Our credit score is calculated by the good folks at Transunion, Experian, and Equifax. Read more here.
What if they made a mistake?
Luckily we can get a free copy of our report from each of the agencies weekly. Visit annualcreditreport.com. It used to be annual, now it’s weekly.
Other sites may ask you to pay for reports or for services. I’ve never found a reason why I need any more than the free report.
Credit Report
The 3 sites offer very similar reports. We’ll see all of our loans and credit cards and our payment history.
It’s important to review this info.
Do we recognize all of these accounts? Could one or more be fraud?
Have they accurately reflected my payment history? Do I have a missed or late payment in error?
Contact the issuer or the credit bureau (numbers are in the report) to contest any inaccurate info.
Credit Services
This is a mixed bag.
Scams are rampant so people want to protect themselves.
Businesses are catching on and they’re offering all kinds of protection services.
While some can be valuable, there is often a free alternative.
Let’s take a look at a few that are worthwhile and free.
Credit Freeze
Whenever we apply for a credit card or a loan, the issuer will verify our credit by requesting our credit report from 1,2,or 3 of the credit agencies – it’s up to them. A credit freeze tells the credit agency to lock our report and not to provide any information to the requestor. This means the loan or credit card request will be denied since the issuer cannot verify our credit.
We put on a credit freeze to prevent someone from opening an account in our name. It is important to set up a freeze in all 3 – transunion, equifax and experian because the issuer may only verify through one of the 3 and if that one is not frozen, the loan or card could be approved.
Add a freeze to all 3. It’s free.

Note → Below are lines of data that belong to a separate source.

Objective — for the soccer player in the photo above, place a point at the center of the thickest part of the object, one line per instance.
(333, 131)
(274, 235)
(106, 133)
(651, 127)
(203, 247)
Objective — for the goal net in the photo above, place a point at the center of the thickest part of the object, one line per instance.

And set up an online account, also free. You can pause the freeze if you need to open an account or get a loan, and then reinitiate the freeze after the loan or card is approved.
Identity Theft Protection
There are lots of services available for purchase. Do a Google search.
I have free credit protection from 3 of my credit cards. It’s part of the credit card incentives for signing up. I get this email every month.
And I know it’s working. Last week I removed my credit freeze and opened a new credit card account – then reapplied the freeze. I got 5 emails. One from each service I have, notifying me that there had been a credit report inquiry.
Actually, the experian service was provided free to me for 2 years because my data was involved in a breach.
Between free services offered by credit cards and services that companies offer us when our data is involved in a breach, no one should ever have to pay for identity monitoring.
And if you don’t have a card that offers this or if you haven’t been lucky enough to have been part of a data breach, Credit Karma offers a free service which is pretty good.
Wrap Up
That’s a pretty good start.
Online fraud is big business.
We’re all under attack. Taking the precautions we’ve talked about here can help keep us safe.